Kyotaro Horiguchi <horikyota.ntt@gmail.com> writes:
> At Wed, 01 Feb 2023 15:01:34 -0500, Tom Lane <tgl@sss.pgh.pa.us> wrote in
>> I'm having a hard time getting excited about making such a change,
>> TBH. Why is it that you are running with
>> standard_conforming_strings = off and escape_string_warning = on
>> anyway? If you haven't yet converted your apps to support
>> standard-conforming strings, you probably aren't intent on
>> doing so in the near future, so you might as well turn off
>> escape_string_warning. We last worried about silencing such
>> warnings in our client programs more than a dozen years ago;
>> I'm not sure we should still be worried in 2023.

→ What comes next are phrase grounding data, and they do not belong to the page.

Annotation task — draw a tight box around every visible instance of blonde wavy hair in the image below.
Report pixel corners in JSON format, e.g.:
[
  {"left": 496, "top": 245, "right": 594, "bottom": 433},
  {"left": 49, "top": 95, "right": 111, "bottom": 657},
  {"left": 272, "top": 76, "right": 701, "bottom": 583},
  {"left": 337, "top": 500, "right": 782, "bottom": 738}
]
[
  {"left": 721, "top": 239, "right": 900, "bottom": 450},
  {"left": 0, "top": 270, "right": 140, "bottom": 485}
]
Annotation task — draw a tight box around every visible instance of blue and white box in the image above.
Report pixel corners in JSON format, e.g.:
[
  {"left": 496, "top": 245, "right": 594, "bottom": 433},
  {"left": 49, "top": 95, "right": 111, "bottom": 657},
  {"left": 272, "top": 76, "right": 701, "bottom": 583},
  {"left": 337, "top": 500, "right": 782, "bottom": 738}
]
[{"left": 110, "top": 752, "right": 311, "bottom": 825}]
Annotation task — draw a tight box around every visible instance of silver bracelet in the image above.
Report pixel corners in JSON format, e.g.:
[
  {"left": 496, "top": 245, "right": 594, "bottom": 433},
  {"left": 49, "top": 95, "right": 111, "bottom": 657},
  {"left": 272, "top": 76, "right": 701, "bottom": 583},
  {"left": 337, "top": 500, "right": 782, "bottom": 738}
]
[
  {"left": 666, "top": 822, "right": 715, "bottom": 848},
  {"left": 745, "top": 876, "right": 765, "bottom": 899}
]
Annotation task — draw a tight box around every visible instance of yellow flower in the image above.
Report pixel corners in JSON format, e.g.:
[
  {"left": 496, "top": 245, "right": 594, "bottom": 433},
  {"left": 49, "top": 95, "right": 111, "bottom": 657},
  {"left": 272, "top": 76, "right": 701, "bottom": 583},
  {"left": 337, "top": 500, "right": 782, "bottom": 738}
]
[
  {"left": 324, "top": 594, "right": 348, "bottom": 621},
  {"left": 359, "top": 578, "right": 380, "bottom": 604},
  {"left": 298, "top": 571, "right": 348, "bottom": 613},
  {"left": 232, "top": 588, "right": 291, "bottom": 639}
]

> I personally fine with the current behavior for the same reason as you
> raised. We could enclose completion queries by "BEGIN; SET LOCAL
> standard_... = on;" and "COMMIT;" in exec_query but I think you don't
> like that (and me neither).
Yeah ... also that's problematic if we're in a transaction, especially
an already-failed one.
Eventually I would like to remove the standard_conforming_strings GUC
altogether, primarily for the reason given at the top of gram.y:
* In general, nothing in this file should initiate database accesses
* nor depend on changeable state (such as SET variables). If you do
* database accesses, your code will fail when we have aborted the
* current transaction and are just parsing commands to find the next
* ROLLBACK or COMMIT. If you make use of SET variables, then you
* will do the wrong thing in multi-query strings like this:
* SET constraint_exclusion TO off; SELECT * FROM foo;
* because the entire string is parsed by gram.y before the SET gets
* executed. Anything that depends on the database or changeable state
* should be handled during parse analysis so that it happens at the
* right time not the wrong time.
Now, I don't foresee that actually happening any time soon (and every
report of somebody still using standard_conforming_strings = off
pushes out my idea of when it could happen). But perhaps allowing
minor annoyances like this to go unfixed would start to light a
fire under people to get off of that setting.